The reason that your images didn't display, is because you had the width & height set to 1, which means a picture that is 1 pixel wide x 1 pixel high. If you are going to manually set the dimensions then just use the "width" and set it to 800.

Your models look really great, please keep sharing them with us.


----------



## atst (Apr 8, 2011)

Thank You SteveC. Can You tell me haw to change width & height from 1 to 800? I made test and there my pictures are clear, so I don't know what I did wrong here. 
Pozdrawiam 
Adam


----------



## SteveC (Jan 2, 2008)

Adam

I don't know how/where you got the HTML code, but to see what it needs to look like.
[*] Use the "Quote" link located on the right side in the reply header of your originating reply.
[*] Then when the MLS HTML editor displays with the quoted text and pictures displayed.
[*] Just below the lower-left corner of the message content area you'll see 3 buttons (i.e. Normal, HTML, & Preview).
[*] By default the editor always comes up in the "Normal View" mode.
[*] Click the "HTML" button, and look for the value "200", and you'll see how the code needs to be.

The reason that I used the value of "200" was because I guessed that you wanted to provide a thumbnail image that could be clicked and take the user to your photo album to see the larger image. If you just want to display a single image on each line then use the value of "800" instead of the "200" that I used. The maximum width of images displayed on MLS is restricted to 800 pixels.
[/list]


----------



## krs (Feb 29, 2008)

Posted By SteveC on 13 Apr 2011 05:13 PM 
Adam

The reason that your images didn't display, is because you had the width & height set to 1, which means a picture that is 1 pixel wide x 1 pixel high. If you are going to manually set the dimensions then just use the "width" and set it to 800.

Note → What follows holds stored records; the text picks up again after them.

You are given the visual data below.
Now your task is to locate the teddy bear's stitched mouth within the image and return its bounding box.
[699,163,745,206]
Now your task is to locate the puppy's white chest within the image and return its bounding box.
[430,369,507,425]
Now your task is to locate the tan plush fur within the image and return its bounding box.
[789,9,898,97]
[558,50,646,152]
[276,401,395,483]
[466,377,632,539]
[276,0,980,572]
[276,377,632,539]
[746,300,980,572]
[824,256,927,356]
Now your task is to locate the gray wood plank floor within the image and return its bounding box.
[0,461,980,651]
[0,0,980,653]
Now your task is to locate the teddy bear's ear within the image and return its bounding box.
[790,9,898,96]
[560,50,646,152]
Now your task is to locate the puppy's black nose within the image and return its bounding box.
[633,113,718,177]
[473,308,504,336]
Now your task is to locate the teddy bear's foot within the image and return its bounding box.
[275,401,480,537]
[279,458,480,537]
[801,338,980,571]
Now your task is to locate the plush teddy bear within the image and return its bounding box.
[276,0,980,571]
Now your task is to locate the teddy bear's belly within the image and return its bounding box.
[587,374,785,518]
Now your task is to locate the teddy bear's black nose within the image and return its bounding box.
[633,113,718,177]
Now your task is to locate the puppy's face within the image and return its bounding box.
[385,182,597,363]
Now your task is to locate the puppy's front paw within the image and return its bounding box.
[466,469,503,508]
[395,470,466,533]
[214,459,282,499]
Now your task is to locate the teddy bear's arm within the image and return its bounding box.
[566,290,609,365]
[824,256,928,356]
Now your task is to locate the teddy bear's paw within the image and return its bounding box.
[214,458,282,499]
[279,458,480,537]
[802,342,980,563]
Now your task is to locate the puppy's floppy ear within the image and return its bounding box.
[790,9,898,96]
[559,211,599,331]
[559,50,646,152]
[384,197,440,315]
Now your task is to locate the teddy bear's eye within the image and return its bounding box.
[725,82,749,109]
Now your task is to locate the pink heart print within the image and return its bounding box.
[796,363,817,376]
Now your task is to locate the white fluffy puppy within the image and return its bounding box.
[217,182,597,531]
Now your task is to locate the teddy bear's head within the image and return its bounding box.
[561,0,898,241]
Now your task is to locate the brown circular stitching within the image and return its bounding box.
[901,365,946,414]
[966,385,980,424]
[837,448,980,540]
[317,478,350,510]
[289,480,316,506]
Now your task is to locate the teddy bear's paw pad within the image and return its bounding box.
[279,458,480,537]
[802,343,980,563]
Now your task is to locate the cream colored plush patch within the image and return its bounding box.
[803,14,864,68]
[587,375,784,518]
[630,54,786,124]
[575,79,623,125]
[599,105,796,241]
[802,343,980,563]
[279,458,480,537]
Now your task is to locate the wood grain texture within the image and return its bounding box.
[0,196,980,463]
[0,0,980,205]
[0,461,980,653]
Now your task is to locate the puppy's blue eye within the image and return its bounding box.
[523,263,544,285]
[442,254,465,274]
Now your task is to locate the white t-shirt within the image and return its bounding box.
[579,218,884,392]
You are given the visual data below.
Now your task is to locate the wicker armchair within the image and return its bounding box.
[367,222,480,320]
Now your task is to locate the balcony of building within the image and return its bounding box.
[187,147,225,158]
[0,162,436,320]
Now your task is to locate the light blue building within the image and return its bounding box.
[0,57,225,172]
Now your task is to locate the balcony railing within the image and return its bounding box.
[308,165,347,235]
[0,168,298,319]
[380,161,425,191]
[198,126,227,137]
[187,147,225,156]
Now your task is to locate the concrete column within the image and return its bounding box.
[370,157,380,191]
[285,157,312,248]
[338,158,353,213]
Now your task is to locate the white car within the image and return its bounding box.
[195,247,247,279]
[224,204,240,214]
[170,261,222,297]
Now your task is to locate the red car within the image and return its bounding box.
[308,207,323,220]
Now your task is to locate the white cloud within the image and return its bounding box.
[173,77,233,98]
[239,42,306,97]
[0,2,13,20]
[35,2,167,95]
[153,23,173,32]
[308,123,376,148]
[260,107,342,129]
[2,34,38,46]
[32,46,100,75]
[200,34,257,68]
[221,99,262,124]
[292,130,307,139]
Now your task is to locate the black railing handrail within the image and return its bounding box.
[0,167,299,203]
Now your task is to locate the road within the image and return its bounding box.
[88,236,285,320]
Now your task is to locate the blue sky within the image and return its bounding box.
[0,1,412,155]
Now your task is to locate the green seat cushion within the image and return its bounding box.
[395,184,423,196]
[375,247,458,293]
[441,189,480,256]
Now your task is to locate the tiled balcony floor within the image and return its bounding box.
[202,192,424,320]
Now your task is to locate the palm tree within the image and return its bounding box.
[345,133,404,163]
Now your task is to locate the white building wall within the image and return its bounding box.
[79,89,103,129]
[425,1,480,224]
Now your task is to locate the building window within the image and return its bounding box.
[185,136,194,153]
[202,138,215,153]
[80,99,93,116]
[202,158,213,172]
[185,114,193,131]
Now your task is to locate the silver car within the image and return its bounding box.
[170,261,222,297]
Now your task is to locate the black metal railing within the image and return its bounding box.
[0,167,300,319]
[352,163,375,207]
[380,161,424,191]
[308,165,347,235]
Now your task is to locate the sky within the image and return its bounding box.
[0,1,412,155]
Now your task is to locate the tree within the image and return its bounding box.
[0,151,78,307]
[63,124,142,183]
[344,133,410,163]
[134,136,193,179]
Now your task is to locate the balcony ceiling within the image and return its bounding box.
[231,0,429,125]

Your models look really great, please keep sharing them with us.










Steve -

What makes you say the images don't display?

They display fine for me - then when I click on any of them it takes me to a photo album with more images.


This is what I see on the mls site - only more of it if I scroll:


----------



## SteveC (Jan 2, 2008)

Knut

That's because, until I went in and modified the HTML the pictures were being told via the HTML code to display the images in a 1 x 1 format.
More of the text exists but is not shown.